Beide wussten, was er mit „das" meinte. Es war das Baby.
„Oh mein Gott", sagte sie wieder.
„Das sagtest du bereits", antwortete er. Aber insgeheim machte ihre Reaktion ihn wirklich glücklich.
„Oh mein Gott", wiederholte sie noch einmal und er verdrehte die Augen.
„Und nun?", fragte sie gespannt.
„Nichts 'und nun'. Ich werde mit ihm reden. Das ist alles. Danach sehe ich weiter".
„Nun komm, lass uns gehen", warf sie irgendwann ein. Die Sonne stand noch am Horizont und begleitete sie nach draußen. Gemeinsam machten sie sich auf den Weg. Der Weg war kurz und mit dem Fahrrad waren sie wenige Minuten später am Ziel.

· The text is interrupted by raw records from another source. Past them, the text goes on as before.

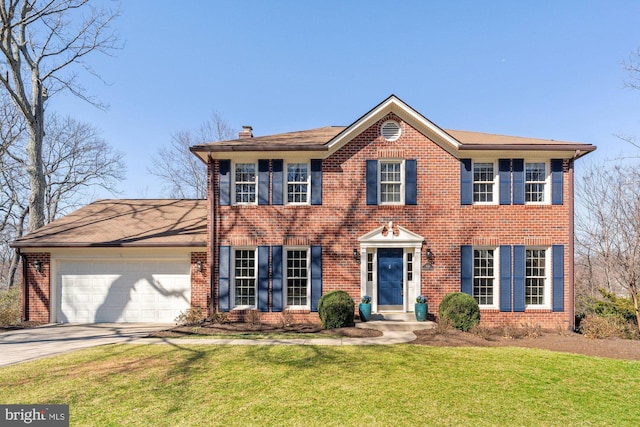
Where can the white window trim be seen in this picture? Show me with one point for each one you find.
(547, 279)
(496, 277)
(396, 137)
(496, 181)
(286, 183)
(402, 182)
(233, 277)
(547, 181)
(235, 183)
(285, 284)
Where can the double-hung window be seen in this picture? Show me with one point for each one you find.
(297, 279)
(244, 286)
(536, 290)
(484, 276)
(245, 183)
(535, 182)
(297, 183)
(391, 182)
(483, 182)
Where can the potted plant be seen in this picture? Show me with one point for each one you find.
(421, 308)
(364, 308)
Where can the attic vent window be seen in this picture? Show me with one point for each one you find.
(390, 130)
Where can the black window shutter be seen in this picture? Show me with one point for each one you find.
(263, 182)
(411, 182)
(505, 278)
(504, 180)
(276, 280)
(557, 274)
(557, 181)
(466, 182)
(263, 278)
(224, 278)
(316, 181)
(518, 181)
(224, 182)
(277, 181)
(316, 276)
(372, 182)
(466, 269)
(518, 277)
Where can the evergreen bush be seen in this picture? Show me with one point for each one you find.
(461, 310)
(336, 310)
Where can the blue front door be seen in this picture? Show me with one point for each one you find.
(390, 276)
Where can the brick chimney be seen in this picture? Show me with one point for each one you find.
(246, 132)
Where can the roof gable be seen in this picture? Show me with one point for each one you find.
(325, 141)
(395, 105)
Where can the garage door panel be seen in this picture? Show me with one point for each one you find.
(122, 291)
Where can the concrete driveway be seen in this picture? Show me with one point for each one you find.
(30, 344)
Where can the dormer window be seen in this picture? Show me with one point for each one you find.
(245, 183)
(390, 130)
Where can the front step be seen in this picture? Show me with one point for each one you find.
(395, 322)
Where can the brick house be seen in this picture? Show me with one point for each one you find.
(391, 206)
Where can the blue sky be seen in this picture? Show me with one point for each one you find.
(545, 69)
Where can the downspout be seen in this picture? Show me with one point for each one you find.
(571, 272)
(25, 288)
(213, 241)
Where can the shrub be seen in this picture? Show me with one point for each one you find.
(605, 327)
(612, 305)
(336, 310)
(193, 316)
(10, 306)
(252, 317)
(461, 309)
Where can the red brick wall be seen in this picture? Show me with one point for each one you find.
(199, 280)
(37, 286)
(438, 217)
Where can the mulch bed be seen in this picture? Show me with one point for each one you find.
(565, 341)
(239, 328)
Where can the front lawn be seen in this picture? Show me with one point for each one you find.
(190, 385)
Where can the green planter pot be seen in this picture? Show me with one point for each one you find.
(364, 311)
(421, 311)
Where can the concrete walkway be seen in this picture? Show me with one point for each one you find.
(23, 345)
(388, 337)
(29, 344)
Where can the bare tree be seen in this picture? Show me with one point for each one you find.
(183, 174)
(608, 227)
(44, 45)
(632, 65)
(76, 161)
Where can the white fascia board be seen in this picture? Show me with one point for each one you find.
(517, 154)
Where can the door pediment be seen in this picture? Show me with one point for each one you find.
(391, 235)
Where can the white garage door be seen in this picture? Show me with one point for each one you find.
(122, 291)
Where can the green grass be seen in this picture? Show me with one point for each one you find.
(184, 385)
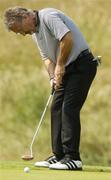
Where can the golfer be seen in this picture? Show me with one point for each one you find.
(69, 62)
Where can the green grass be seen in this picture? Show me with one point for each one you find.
(14, 171)
(24, 85)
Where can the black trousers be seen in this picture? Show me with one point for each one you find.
(66, 105)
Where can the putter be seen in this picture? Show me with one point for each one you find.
(30, 156)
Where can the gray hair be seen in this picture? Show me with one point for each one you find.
(13, 15)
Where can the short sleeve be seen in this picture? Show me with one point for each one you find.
(56, 25)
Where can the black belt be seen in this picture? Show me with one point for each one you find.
(84, 53)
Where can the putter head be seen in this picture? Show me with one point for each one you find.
(27, 157)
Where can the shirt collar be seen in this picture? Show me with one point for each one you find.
(38, 21)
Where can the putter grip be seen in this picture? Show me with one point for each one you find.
(52, 91)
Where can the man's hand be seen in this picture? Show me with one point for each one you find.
(58, 75)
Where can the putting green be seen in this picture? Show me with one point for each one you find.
(14, 171)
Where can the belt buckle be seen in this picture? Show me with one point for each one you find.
(98, 60)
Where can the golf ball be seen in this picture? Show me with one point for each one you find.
(26, 169)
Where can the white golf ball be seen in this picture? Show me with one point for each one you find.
(26, 169)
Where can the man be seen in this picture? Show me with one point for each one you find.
(71, 69)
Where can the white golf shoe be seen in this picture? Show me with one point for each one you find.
(70, 165)
(47, 162)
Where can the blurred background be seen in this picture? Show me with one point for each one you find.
(24, 85)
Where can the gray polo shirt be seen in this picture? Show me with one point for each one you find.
(53, 26)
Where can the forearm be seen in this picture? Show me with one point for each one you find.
(50, 67)
(65, 48)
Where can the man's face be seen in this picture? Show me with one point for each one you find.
(25, 25)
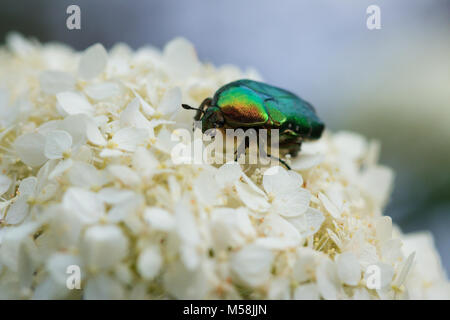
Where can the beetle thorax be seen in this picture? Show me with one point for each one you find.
(213, 118)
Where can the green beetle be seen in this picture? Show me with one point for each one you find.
(244, 104)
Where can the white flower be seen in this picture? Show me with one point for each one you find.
(86, 205)
(307, 292)
(93, 61)
(252, 264)
(181, 58)
(57, 143)
(149, 262)
(127, 139)
(104, 246)
(30, 149)
(348, 268)
(5, 183)
(231, 228)
(74, 103)
(159, 219)
(53, 82)
(88, 177)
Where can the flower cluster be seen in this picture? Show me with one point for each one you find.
(87, 180)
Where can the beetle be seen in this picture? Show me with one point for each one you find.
(244, 104)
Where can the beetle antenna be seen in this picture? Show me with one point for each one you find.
(188, 107)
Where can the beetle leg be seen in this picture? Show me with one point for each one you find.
(281, 161)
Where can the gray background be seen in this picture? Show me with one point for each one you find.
(390, 84)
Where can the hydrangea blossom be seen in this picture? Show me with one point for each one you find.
(87, 180)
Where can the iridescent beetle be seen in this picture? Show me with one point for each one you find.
(251, 104)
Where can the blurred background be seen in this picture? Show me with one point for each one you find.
(391, 84)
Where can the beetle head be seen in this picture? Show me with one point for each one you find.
(212, 118)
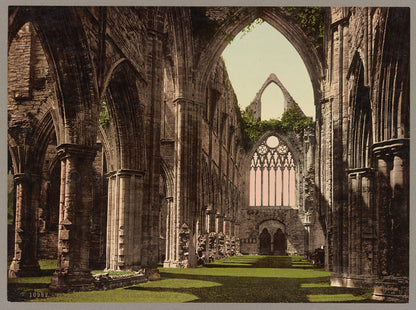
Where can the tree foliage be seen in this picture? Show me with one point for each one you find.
(104, 117)
(311, 20)
(252, 130)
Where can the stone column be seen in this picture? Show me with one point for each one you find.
(392, 220)
(124, 220)
(73, 272)
(151, 228)
(399, 183)
(24, 261)
(171, 234)
(219, 223)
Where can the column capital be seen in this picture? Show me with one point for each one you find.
(157, 34)
(26, 177)
(125, 173)
(21, 177)
(389, 148)
(353, 173)
(74, 150)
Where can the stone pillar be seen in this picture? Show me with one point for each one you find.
(219, 223)
(124, 220)
(186, 160)
(210, 219)
(171, 234)
(399, 182)
(392, 220)
(73, 272)
(24, 261)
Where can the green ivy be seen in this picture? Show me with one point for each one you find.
(10, 207)
(104, 117)
(292, 120)
(311, 20)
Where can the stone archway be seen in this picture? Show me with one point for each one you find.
(279, 243)
(234, 20)
(265, 242)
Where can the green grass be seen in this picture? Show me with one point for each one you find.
(112, 273)
(241, 279)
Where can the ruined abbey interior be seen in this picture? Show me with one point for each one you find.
(127, 150)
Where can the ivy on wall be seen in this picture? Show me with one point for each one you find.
(252, 130)
(104, 117)
(311, 20)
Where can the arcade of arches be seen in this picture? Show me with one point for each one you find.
(125, 147)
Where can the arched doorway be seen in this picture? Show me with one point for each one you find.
(279, 243)
(265, 243)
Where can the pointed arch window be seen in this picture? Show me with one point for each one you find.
(272, 174)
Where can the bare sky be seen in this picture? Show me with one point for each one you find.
(251, 59)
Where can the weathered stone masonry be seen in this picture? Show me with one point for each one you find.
(126, 150)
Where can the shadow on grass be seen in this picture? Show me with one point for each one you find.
(253, 279)
(263, 262)
(246, 289)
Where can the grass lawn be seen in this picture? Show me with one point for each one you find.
(244, 279)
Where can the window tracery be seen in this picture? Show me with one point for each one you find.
(272, 174)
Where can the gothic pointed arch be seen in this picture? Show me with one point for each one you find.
(235, 19)
(255, 105)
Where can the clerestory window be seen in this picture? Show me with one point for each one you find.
(272, 174)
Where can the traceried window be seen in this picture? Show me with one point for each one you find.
(272, 174)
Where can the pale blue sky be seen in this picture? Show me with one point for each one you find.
(251, 59)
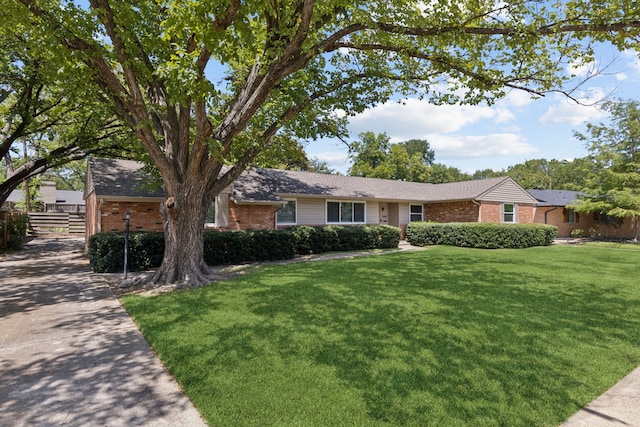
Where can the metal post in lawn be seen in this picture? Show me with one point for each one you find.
(127, 216)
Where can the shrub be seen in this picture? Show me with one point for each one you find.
(481, 235)
(334, 238)
(388, 237)
(577, 233)
(106, 250)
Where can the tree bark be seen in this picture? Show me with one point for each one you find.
(184, 213)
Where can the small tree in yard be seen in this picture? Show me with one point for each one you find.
(209, 83)
(614, 189)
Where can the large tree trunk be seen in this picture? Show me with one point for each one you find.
(184, 215)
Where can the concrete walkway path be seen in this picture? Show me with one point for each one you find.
(69, 353)
(618, 406)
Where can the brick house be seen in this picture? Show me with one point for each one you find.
(552, 209)
(270, 199)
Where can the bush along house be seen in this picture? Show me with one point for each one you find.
(269, 199)
(552, 209)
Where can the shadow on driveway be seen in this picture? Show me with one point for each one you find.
(69, 353)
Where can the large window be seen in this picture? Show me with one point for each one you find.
(287, 214)
(570, 216)
(509, 212)
(415, 213)
(345, 212)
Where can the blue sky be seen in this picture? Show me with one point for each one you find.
(513, 130)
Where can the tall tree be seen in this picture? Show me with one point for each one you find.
(49, 114)
(205, 82)
(613, 190)
(375, 157)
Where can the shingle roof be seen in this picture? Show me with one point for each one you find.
(268, 184)
(121, 177)
(111, 177)
(69, 197)
(554, 197)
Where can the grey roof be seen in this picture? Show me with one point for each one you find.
(269, 184)
(69, 197)
(123, 178)
(554, 197)
(111, 177)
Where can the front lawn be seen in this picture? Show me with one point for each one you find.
(445, 336)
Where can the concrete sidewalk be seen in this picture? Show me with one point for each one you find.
(69, 353)
(618, 406)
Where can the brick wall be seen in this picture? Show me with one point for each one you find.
(144, 216)
(251, 217)
(492, 212)
(526, 214)
(451, 212)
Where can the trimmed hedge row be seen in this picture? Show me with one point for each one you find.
(481, 235)
(234, 247)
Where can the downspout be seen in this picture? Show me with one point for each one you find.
(99, 230)
(479, 205)
(546, 212)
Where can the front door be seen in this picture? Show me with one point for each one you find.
(384, 213)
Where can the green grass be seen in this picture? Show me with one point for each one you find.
(445, 336)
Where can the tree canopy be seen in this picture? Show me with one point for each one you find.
(204, 84)
(374, 156)
(49, 112)
(613, 188)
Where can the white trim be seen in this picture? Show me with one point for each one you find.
(326, 213)
(514, 213)
(412, 213)
(296, 213)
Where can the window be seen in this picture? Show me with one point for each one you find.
(509, 212)
(287, 214)
(415, 213)
(570, 216)
(345, 212)
(210, 218)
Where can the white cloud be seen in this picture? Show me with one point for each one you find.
(418, 119)
(575, 113)
(582, 69)
(633, 59)
(331, 157)
(468, 147)
(515, 98)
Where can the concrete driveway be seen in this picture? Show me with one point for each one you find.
(69, 353)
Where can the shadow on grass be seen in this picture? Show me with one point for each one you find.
(69, 354)
(433, 338)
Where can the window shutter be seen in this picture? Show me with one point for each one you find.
(222, 215)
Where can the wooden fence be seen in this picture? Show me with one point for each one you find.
(41, 223)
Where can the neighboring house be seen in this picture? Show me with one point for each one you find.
(53, 200)
(270, 198)
(552, 209)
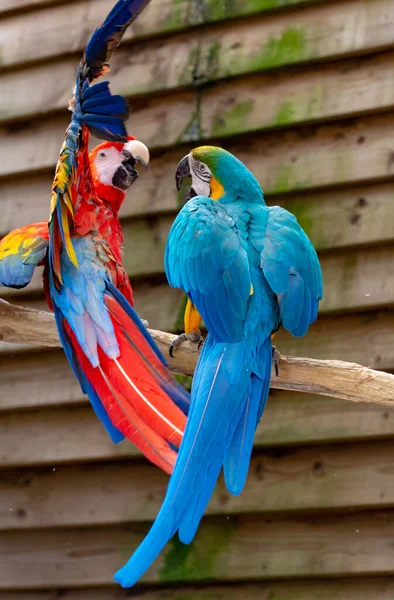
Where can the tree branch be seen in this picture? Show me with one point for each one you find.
(335, 378)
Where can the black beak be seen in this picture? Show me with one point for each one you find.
(182, 171)
(126, 174)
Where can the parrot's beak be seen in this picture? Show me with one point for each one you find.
(182, 171)
(125, 175)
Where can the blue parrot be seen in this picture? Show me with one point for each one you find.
(248, 269)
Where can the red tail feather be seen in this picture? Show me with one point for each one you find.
(129, 389)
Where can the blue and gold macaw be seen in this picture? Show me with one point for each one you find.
(247, 269)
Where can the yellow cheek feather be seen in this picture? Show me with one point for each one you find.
(192, 318)
(217, 190)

Mahluna stand bereits vor dem kleinen Lokal und starrte angestrengt auf ihr Handy. Dann grinste sie plötzlich.
„Hey Mahzad", sprach Linda sie an. Diese drehte sich freudestrahlend zu den beiden um und nahm erst Linda und dann Chris in die Arme.
„Es ist schön, euch beiden zu sehen. Und ratet mal, wer noch kommt: Lukas! Er ist auf den Weg hierher. Und Franzi ist heute auch endlich wieder dabei! Ist das nicht wundervoll?!", rief sie und machte irgendeine komische Geste. Dabei fiel ihr Handy aus der Jackentasche zu Boden.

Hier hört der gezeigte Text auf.